Greece is coming under mounting pressure to accept an extension of its current bailout deal after talks with its eurozone creditors collapsed in disarray on Monday night.
Athens has comprehensively rejected a plan to prolong its bailout for six months. But, speaking on Tuesday morning, Jeroen Dijsselbloem, chairman of the eurozone finance ministers, insisted the next move had to come fromGreece.
“I hope [Greece] will ask for an extension to the programme, and once they do that we can allow flexibility, they can put in their political priorities,” Dijsselbloem said as he arrived for the European Union ministers’ meeting in Brussels on Tuesday.
The UK chancellor, George Osborne, warned that Britain’s economic stability would be rocked if a deal cannot be reached on Greece’s bailout.
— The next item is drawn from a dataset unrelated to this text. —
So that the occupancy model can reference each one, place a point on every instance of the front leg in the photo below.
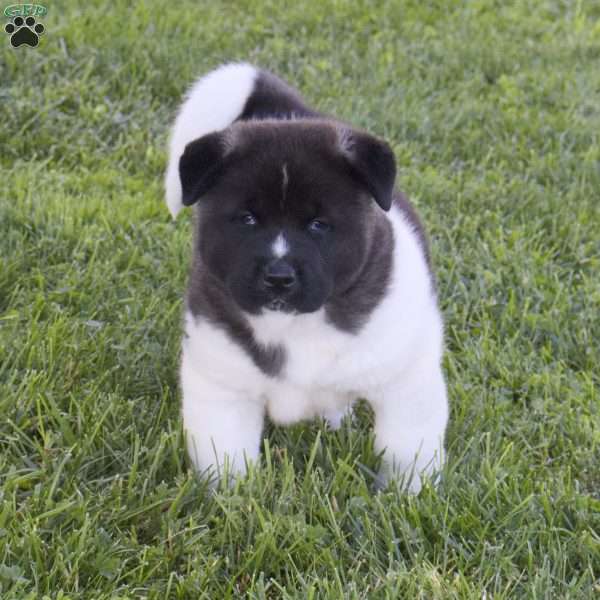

“We are reaching crunch time for Greece and the eurozone, and I’m here to urge all sides to reach an agreement, because the consequence of not having an agreement would be very severe for economic and financial stability,” Osborne said.
He added: “What Britain really needs to see is competence not chaos.”
Analysts at Commerzbank said the chances of Greece leaving the eurozone were now as high as 50%.
After the eurozone finance ministers again failed to reach an agreement with Greece today, the euro membership of the country hangs in the balance.” Before yesterday’s failed meeting, Commerzbank rated the chances of Greece leaving the currency bloc at 25%.”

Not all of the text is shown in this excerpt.